Za mną kolejny weekend który spędziłem na drogach Belgii i Francji czyli dwa klasyki. Intensywny weekend i do domu. Z punktu widzenia sportowego średnio na jeża, a mówiąc językiem sportu narodowego porażka z sukcesem. Porażka bo wynik mój oraz ekipy daleki od oczekiwań, sukces gdyż się nie wywaliłem 🙂 a jak już żona dzwoni po wyścigu i nie pyta jak poszło tylko czy jesteś cały co coś musi być na rzeczy.

Teraz kilka dni w domu, być może GMP i kolejny wyjazd tym razem do Italii na klasyki. Cztery do sześciu startów i koniec sezonu. Piszę cztery do sześciu bo jeszcze sam nie wiem ile. Na tą chwilę pewne mam 4 wyścigi które są widoczne na stronie w terminarzu, ale być może pojadę jeszcze coś na początku października. Tak czy siak jestem zmuszony zakończyć sezon trochę wcześniej w tym roku, gdyż muszę zrobić operację barku z którym zmagam się kilka dobrych sezonów a czas się wreszcie wziąć za siebie. Organizm nie jest już młody czas na pierwsze naprawy.

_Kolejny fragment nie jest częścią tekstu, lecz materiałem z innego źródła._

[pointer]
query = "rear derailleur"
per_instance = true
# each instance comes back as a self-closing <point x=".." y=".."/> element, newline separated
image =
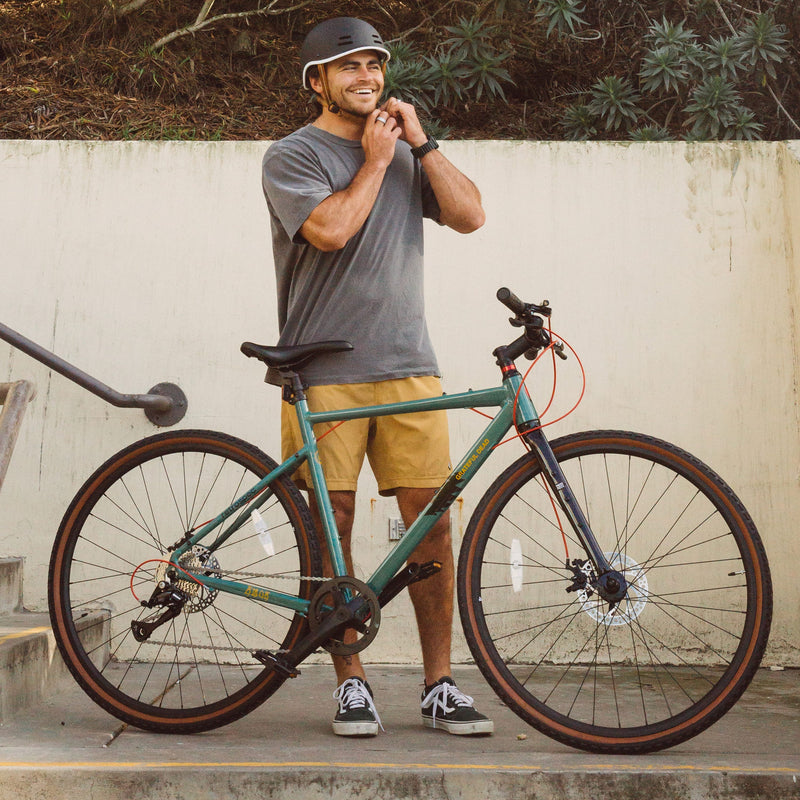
<point x="166" y="597"/>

Zmieniając temat ale nie zmieniając dyscypliny, zapowiada się arcyciekawa końcówka Hiszpańskiej Vuelty. Czy cały wyścig wygra Dumoulin tego chyba nawet On sam nie wie, ale jeśli przegra to minimalnie, pytanie tylko z kim i kto będzie trzeci. Bo dla takiego czasowca jak On nadrobienie 1:50 nie jest rzeczą niemożliwą.